# Predicting utilization of medical services: achieving equalized coverage

This tutorial demonstrates how to use the equalized coverage software package [1]. We also show that usual (marginal) conformal methods do not attain equal coverage across the two groups under study: non-white and white individuals. Then, we compare the performance of joint vs. groupwise model fitting and show that, in this example, the former yields shorter predictive intervals. Follow the instructions in `cqr/get_meps_data/` folder to download the data set.

Please refer to `prediction_bias_example.ipynb` for more details about this data set. Also, please check the tutorials `cqr_real_data_example.ipynb` and `cqr_synthetic_data_example.ipynb` that illustrate how to construct marginal prediction intervals using CQR and conformal prediction.

[1] Y. Romano, R. F. Barber, C. Sabbatti and E. J. Candès. "With malice towards none: Assessing uncertainty via equalized coverage." 2019.

## MEPS data set

The Medical Expenditure Panel Survey (MEPS) 2016 data set, provided by the Agency for Healthcare Research and Quality, contains information on individuals and their utilization of medical services. The features used for modeling include age, marital status, race, poverty status, functional limitations, health status, health insurance type, and more. The goal is to predict the health care system utilization of each individual; a score that reflects the number of visits to a doctor’s office, hospital visits, etc. After removing observations with missing entries, there are $n=15656$ observations on $p=139$ features. We set the sensitive attribute $A$ to \textbf{race}, with $A=0$ for non-white and $A=1$ for white individuals, resulting in $n_0=9640$ samples for the first group and $n_1=6016$ for the second.

## Equalized Coverage

Let $\{(X_i, A_i, Y_i)\}$, $i = 1, \ldots, n$, be some training data where the vector $X_i \in \mathbb{R}^p$ may contain the sensitive attribute $A_i \in \{0,1,2,\dots\}$ as one of the features. Imagine we hold a test point with known $X_{n+1}$ and $A_{n+1}$ and aim to construct a prediction interval $C(X_{n+1},A_{n+1}) \subseteq \mathbb{R}$ which contains the unknown response $Y_{n+1} \in \mathbb{R}$ with probability at least $1-\alpha$ on average within each group; here, $0 < 1-\alpha < 1$ is a desired coverage level. Formally, we assume that the training and test samples $ \{(X_i,A_i,Y_i)\}_{i=1}^{n+1} $ are drawn exchangeably from some arbitrary and unknown distribution $P_{XAY}$, and we wish that our  prediction interval obeys the following property
$$\mathbb{P}\{Y_{n+1} \in C(X_{n+1},A_{n+1}) \mid A_{n+1}=a\} \geq 1-\alpha$$
for all $a$. The probability is taken over the $n$ training samples and the test case. 
The probability statement above must hold for any distribution $P_{XAY}$, sample size $n$, and regardless of the group identifier $A_{n+1}$. (While this only ensures that coverage is at least $1-\alpha$ for each group---and, therefore, the groups may have unequal coverage level---we show in our paper that under mild conditions the coverage can also be upper bounded to lie very close to the target level $1-\alpha$.)

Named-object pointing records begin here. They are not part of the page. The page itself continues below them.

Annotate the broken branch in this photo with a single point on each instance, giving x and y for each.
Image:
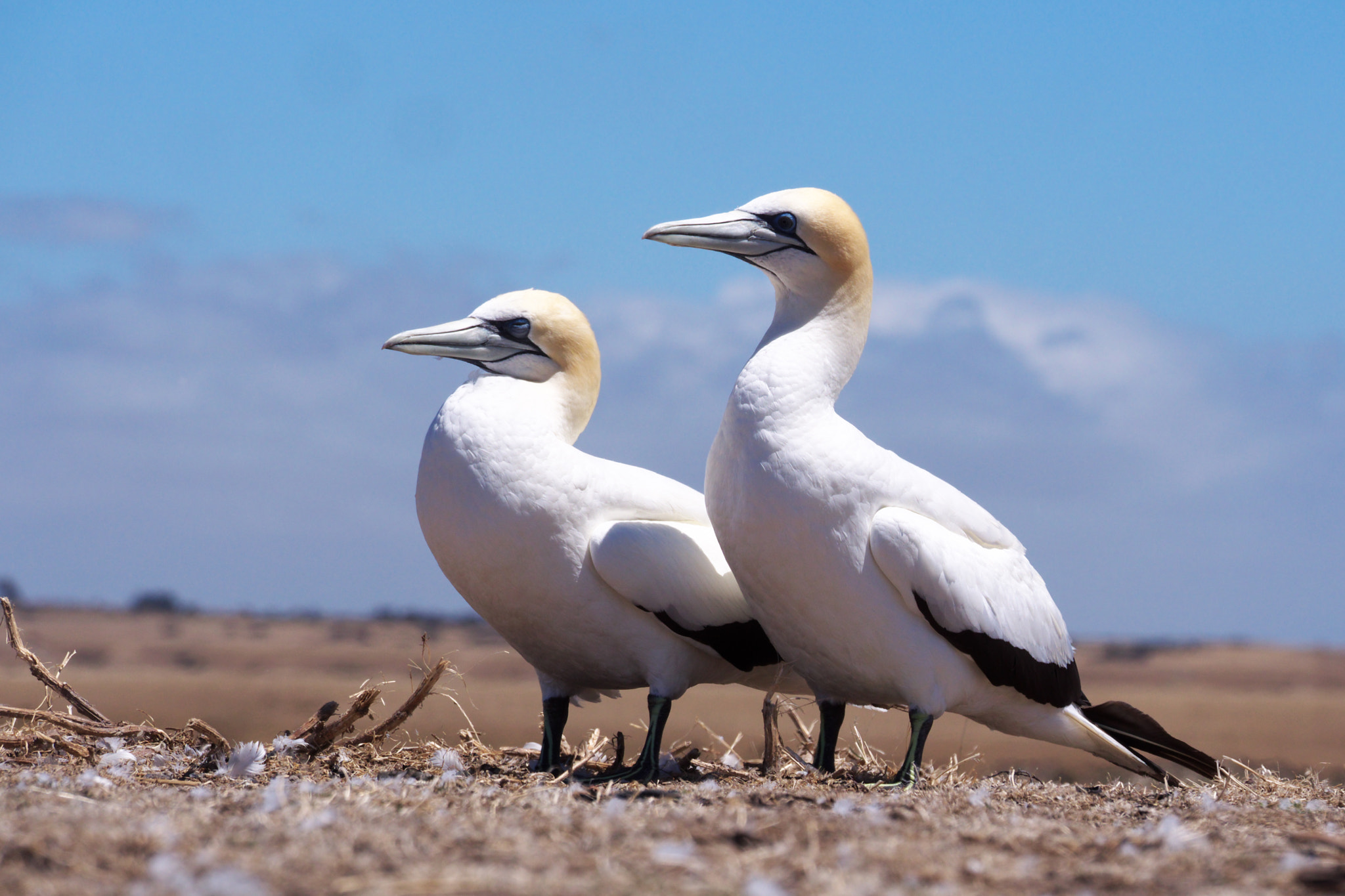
(41, 672)
(404, 712)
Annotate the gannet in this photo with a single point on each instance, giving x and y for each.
(881, 584)
(602, 575)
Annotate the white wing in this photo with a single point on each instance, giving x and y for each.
(669, 567)
(969, 587)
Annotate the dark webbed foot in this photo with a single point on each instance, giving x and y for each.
(910, 771)
(829, 731)
(556, 712)
(646, 767)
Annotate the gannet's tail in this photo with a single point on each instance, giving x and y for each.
(1139, 733)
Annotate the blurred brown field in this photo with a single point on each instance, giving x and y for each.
(256, 676)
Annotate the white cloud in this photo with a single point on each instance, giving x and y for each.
(69, 221)
(233, 431)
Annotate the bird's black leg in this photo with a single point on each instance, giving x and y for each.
(648, 765)
(910, 771)
(829, 731)
(556, 712)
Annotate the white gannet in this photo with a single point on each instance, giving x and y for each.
(602, 575)
(880, 582)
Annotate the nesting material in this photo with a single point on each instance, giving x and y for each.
(148, 812)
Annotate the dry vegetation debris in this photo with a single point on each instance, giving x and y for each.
(155, 812)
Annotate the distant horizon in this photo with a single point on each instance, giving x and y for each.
(1110, 305)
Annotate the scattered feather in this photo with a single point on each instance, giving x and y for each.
(246, 761)
(287, 746)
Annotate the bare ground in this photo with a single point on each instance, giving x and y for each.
(155, 815)
(396, 826)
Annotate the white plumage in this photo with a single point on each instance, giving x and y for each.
(569, 557)
(880, 582)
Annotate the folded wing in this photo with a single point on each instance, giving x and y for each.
(677, 571)
(986, 602)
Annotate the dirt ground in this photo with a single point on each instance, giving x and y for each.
(439, 811)
(255, 677)
(395, 821)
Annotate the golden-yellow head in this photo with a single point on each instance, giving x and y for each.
(530, 335)
(808, 240)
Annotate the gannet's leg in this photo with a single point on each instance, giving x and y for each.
(910, 771)
(829, 731)
(648, 765)
(556, 712)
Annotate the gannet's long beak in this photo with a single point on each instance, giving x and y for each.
(470, 339)
(736, 233)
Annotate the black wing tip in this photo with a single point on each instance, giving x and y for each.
(1137, 730)
(1007, 664)
(744, 645)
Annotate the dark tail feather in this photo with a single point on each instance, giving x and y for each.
(1138, 731)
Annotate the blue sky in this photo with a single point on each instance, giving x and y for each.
(1109, 244)
(1180, 156)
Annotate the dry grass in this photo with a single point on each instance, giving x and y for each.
(395, 825)
(155, 816)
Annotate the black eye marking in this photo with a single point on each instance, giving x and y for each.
(517, 328)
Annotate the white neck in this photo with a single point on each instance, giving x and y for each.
(811, 349)
(522, 408)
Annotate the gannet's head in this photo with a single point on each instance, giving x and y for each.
(529, 335)
(808, 240)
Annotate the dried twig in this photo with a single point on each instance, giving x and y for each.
(79, 726)
(805, 731)
(326, 735)
(1247, 767)
(771, 730)
(713, 767)
(801, 762)
(404, 712)
(323, 714)
(43, 675)
(595, 744)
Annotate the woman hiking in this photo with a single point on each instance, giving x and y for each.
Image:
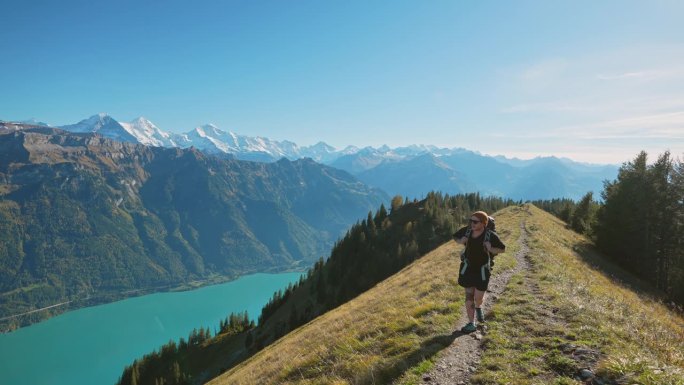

## Constructing prediction intervals

In this experiment, we set the miscoverage rate to 10%.

First, let's randomly split the data into train (80%) and test (20%) sets.

In [1]:
import os
import sys
import torch
import random
import numpy as np
np.warnings.filterwarnings('ignore')

from cqr import helper
from datasets import datasets
from matplotlib import pyplot
from sklearn.preprocessing import StandardScaler
from sklearn.model_selection import train_test_split

from nonconformist.nc import RegressorNc
from nonconformist.nc import SignErrorErrFunc
from nonconformist.nc import QuantileRegAsymmetricErrFunc


# set some arbitrary seed for reproducability 
seed = 30

random_state_train_test = seed
random.seed(seed)
np.random.seed(seed)
torch.manual_seed(seed)
if torch.cuda.is_available():
    torch.cuda.manual_seed_all(seed)
    
dataset_base_path = '/Users/romano/mydata/regression_data/'

dataset_name = "meps_21"

# used to determine the size of test set
test_ratio = 0.2

# load the dataset
X, y = datasets.GetDataset(dataset_name, dataset_base_path)

# display basic information
print("Data set name: %s" % (dataset_name))
print("Data set dimensions: (n=%d, p=%d)" % 
      (X.shape[0], X.shape[1]))

print("A=0 : non-white")
print("A=1 : white")
print("Samples per group: A=0 (n=%d) ; A=1 (n=%d)" % 
      (X[X[:,-1]==0].shape[0], X[X[:,-1]==1].shape[0]))

dataset_name_group_0 = dataset_name + "_non_white"
dataset_name_group_1 = dataset_name + "_white"

# divide the dataset into test and train based on the test_ratio parameter
x_train_orig, x_test_orig, y_train_orig, y_test_orig = train_test_split(X,
                                                                        y,
                                                                        test_size=test_ratio,
                                                                        random_state=random_state_train_test)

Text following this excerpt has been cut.